Embodying Hope in Brooklyn
The steady downpour of rain suddenly stopped for three hours allowing the Global Bible Summit attendees to volunteer for hands-on ministry. They traveled to Flatbush, Brooklyn to work with an ABS partner organization, Operation Compassion (OC) and The Church of God of East Flatbush to deliver Scripture resources, food and other necessities to struggling families in that neighborhood.
Each week, the Church's community program welcomes hundreds of people to its soup kitchen and food pantry. Diana Nelson, executive director of the program, is proud of the work they accomplish.
And so was Jack Turner, a retired businessman (pictured above) who attended the summit. “This day is wild; I love it! It is blessing my life to see the Scriptures being accepted alongside the food. The secret of this life is not about ourselves but about sharing with others,” he said.
Restoration in Hope's First Land
Few know the agonies of loss and division better than Regional Secretary to the Middle East, Labib Madanat. “I always marvel at the capacity of the [Middle Eastern] people to keep hoping. The peace process is in shatters, but it is one of God's imprints in us to keep hoping.
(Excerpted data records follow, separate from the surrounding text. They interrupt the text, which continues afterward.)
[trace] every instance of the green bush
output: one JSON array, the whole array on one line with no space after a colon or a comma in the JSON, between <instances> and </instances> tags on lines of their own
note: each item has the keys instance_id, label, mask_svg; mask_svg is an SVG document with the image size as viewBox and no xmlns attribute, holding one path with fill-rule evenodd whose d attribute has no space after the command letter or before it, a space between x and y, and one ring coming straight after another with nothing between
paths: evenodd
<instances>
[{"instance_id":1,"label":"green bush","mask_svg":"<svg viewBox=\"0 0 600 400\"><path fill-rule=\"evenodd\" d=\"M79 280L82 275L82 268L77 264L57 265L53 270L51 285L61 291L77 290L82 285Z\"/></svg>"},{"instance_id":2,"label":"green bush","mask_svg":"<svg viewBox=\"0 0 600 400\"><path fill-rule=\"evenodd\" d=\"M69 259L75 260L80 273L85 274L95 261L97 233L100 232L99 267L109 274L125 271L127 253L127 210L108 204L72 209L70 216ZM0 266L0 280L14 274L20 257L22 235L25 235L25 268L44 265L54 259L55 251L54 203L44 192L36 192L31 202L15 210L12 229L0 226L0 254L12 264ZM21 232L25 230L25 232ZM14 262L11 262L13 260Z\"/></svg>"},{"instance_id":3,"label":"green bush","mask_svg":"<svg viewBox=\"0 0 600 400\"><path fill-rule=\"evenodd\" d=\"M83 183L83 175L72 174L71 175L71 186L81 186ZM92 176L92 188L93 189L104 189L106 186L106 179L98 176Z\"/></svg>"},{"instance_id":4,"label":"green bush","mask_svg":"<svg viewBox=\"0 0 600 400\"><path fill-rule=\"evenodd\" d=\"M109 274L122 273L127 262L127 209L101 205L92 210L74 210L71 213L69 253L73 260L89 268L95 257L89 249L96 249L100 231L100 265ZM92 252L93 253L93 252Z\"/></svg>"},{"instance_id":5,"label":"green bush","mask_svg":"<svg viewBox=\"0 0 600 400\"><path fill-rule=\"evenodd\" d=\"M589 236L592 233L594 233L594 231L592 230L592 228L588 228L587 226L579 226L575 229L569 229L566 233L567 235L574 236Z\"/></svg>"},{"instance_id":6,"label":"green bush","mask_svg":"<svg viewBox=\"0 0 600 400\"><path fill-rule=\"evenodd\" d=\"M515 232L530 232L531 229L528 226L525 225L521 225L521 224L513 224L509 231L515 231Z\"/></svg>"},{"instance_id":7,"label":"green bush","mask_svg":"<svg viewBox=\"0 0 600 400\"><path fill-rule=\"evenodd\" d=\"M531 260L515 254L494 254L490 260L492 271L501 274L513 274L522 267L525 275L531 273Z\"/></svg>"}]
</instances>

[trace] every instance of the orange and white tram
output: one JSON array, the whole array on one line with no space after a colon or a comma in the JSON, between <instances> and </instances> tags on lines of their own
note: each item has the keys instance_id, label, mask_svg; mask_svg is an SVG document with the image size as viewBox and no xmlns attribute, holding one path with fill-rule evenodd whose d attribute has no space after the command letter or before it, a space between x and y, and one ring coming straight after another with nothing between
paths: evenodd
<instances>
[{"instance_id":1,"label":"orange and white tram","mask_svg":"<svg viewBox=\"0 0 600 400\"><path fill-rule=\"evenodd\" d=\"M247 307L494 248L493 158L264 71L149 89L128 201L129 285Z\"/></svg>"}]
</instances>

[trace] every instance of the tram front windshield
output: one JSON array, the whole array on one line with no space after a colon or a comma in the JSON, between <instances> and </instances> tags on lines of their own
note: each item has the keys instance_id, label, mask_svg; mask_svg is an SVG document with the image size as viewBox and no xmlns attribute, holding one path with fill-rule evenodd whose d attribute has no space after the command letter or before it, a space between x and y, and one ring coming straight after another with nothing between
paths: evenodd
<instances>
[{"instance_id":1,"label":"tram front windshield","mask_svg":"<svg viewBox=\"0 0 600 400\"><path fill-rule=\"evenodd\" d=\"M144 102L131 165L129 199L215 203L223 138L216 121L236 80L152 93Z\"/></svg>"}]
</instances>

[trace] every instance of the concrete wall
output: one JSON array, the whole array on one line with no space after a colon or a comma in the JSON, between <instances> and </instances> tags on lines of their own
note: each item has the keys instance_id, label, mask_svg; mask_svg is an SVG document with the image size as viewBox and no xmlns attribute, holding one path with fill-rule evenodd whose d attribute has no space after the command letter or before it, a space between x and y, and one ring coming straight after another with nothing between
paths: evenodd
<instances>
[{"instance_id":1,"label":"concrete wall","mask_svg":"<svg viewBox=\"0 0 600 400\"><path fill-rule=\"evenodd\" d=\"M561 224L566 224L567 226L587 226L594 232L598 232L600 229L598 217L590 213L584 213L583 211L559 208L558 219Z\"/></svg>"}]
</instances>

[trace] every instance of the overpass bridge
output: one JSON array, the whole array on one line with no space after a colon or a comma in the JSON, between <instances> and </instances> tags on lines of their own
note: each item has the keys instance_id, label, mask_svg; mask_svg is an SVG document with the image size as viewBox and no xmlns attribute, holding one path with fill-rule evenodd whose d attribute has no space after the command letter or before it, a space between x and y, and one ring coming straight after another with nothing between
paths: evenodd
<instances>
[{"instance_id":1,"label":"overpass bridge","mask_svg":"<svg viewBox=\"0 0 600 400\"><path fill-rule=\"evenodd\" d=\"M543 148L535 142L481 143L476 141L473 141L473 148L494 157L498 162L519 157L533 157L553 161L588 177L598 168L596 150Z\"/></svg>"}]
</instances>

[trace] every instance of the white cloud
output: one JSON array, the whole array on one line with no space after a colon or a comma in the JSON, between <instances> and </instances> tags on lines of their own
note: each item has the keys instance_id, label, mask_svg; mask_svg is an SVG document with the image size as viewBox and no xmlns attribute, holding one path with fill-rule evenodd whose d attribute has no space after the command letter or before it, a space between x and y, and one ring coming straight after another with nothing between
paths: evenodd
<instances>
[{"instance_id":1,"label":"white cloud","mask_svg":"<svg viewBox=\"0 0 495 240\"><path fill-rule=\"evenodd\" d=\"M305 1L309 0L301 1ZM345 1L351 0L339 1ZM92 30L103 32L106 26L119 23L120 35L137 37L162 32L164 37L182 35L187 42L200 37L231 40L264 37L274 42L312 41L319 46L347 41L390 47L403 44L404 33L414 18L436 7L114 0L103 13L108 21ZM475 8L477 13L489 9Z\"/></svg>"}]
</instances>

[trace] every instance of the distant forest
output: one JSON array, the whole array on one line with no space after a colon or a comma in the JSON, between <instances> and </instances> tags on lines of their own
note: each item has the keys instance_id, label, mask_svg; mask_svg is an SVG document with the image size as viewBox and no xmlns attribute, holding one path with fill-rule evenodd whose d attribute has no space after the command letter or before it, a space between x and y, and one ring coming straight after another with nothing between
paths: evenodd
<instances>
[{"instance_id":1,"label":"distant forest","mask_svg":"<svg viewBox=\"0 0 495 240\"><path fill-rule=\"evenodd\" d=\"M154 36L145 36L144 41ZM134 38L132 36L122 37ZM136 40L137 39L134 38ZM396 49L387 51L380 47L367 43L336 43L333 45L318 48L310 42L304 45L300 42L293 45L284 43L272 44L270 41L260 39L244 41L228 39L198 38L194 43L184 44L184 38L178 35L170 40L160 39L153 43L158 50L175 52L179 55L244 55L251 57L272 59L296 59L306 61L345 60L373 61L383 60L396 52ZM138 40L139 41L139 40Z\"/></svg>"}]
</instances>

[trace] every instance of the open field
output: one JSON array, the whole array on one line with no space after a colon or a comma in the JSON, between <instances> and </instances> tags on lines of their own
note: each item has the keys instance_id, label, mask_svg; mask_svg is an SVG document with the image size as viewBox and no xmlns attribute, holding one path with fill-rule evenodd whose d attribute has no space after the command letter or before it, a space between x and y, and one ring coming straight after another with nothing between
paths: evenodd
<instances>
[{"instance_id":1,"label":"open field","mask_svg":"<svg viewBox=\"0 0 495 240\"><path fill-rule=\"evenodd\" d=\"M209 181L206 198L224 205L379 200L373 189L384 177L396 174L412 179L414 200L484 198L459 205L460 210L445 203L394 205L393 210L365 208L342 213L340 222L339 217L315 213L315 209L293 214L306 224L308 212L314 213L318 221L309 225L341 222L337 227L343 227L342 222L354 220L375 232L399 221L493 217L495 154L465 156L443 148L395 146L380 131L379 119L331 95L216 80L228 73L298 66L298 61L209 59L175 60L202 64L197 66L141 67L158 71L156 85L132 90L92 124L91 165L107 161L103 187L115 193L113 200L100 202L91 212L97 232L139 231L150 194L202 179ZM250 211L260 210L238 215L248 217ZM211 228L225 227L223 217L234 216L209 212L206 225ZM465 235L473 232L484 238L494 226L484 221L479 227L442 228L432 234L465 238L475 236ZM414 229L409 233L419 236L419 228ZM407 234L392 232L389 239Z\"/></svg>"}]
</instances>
But when something provokes and the hope is shattered, the flood of bad memories and feelings erupts. It happens on both sides.”
Labib's work includes bringing much-needed compassion to help bridge the divide across his native land. He described how the leader of a politically-charged group recently called and pleaded with him not to stop [the ministry of] a local food pantry. Labib's response came from his conviction that Christianity is anti-fear and love never fails. He said, “When we fall in love with people, we need to acknowledge goodness where we see it. The church is in the business of restoring dignity to humanity. There is no shortage of opportunities, because when we love, we seek them. We are all overwhelmed, but we are not called to change the world — we are called simply to know God, be faithful and engage in the complexity.”
The challenge of sharing the hope of the gospel is the same wherever we are. Labib Madanat framed it well: “Do Christians have hope in the Holy Land or any land? The answer is in the question: Christians are hope. I am not waiting for hope, hope is living in me.”